You might want to bear in mind any invoices you've issued. All it takes is for someone to issue an IT3a or have a PAYE audit and if you've filed a nil return - expect an audit and penalties.

Is it really worth the risk for a day's effort to sort out the paperwork?

----------


## BusFact

You may well get away with skipping the tax year, but then again you might get found out and have some inconvenience. I don't think it would be too serious either way. Personally I prefer to keep it above board.

SARS will still be expecting you to submit the cc tax returns for last year, but you could probably get away with not having your accounts done by an accountant.




> where and how do i submit Financial statements for a SP?


You don't. They are for your personal information only. You would just need to put any relevant information on your personal tax return. Remember this "business" income is now the same as your personal income.

----------


## ramonthomas

This is an interesting discussion because I've been thinking the same thing. However, I keep seeing the benefit of separating my risk with my CC as the overriding benefit of keeping it. My main trade is training. 

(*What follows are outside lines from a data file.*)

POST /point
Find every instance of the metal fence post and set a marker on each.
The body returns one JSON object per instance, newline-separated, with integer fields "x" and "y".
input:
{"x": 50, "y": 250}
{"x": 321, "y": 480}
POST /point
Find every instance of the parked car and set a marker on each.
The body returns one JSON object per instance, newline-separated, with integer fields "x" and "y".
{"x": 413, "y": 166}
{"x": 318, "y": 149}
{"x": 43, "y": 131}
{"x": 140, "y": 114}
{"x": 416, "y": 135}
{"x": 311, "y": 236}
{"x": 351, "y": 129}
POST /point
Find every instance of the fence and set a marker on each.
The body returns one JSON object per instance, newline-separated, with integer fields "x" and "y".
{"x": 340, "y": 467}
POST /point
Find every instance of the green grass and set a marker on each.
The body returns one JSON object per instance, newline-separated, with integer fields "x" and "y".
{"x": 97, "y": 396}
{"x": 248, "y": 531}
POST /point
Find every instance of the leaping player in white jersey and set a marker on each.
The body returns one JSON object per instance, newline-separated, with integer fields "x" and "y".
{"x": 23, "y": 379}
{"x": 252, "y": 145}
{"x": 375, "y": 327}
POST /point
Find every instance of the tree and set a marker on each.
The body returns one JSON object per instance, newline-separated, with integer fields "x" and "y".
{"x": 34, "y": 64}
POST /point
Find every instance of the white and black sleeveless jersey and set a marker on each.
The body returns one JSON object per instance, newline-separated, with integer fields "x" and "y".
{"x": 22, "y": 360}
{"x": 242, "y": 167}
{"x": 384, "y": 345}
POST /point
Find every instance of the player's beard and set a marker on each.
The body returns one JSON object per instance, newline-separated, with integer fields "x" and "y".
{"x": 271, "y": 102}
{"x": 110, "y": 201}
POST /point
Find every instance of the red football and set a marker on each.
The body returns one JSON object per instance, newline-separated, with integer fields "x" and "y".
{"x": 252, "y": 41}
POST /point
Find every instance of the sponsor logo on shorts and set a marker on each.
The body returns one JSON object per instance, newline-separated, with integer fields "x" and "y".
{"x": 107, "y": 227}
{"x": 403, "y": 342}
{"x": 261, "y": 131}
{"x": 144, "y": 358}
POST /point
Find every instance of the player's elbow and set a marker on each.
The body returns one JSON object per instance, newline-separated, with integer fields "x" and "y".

What is the dangers of running your business as a CC vs sole proprietor?

----------


## BusFact

A cc has now been replaced by a company (pty), but they are essentially the same thing.

A sole prop is the simplest and cheapest method, but if things go wrong, you are responsible for all debts. You can't bring in partners and if you opt to employ people or register for VAT then it can be complicated from a sole prop point of view. When it comes to selling, it reduces your options too.

A company costs more to run in terms of registration fees, annual returns and an accountant to review your books. The benefits are some (not total) protection from some creditors in the event of things going wrong. Its possible to bring in partners to share in the owning and running of the business. You have the flexibility of owning and/or running the business if you to choose to do so. You have the option of selling the company and not the business, which is sometimes a simpler option. VAT numbers and PAYE numbers go with the business and don't remain your responsability if the comapny is sold.

Essentially if your business is to remain small along the lines of a hobby, side line income or a single person income, for the forseeable future then a sole prop is probably the way to go.

If you have big plans and expect growth, to employ persons, import and export, and eventually sell for a huge profit, then the company is the route to follow.

----------


## CLIVE-TRIANGLE

Some really strange thinking in this thread....

For 2013, a cc or pty that is a SBC, which is what is being discussed here, has the following tax structure:
R1 - R63,556  - no tax
R63,557 - R350,000 7% 
So the first R350,000 = R20,051 tax, effective rate is less than 6%

A natural person with that income will have an effective rate of about 23%, or R80,000

A SP can no longer "trade as", you need a defensive name registered at CIPC, and then you still have to style yourself as John Abram Smith, Trading As Acme Graphics...

Unless you are in a very niche market, SP is at the bottom of credibility rankings.

A cc and it's member accounts for at least 6 tax returns per year. For an SP obviously half that.

Absolutely no personal liability protection versus a wee bit in a cc or pty

----------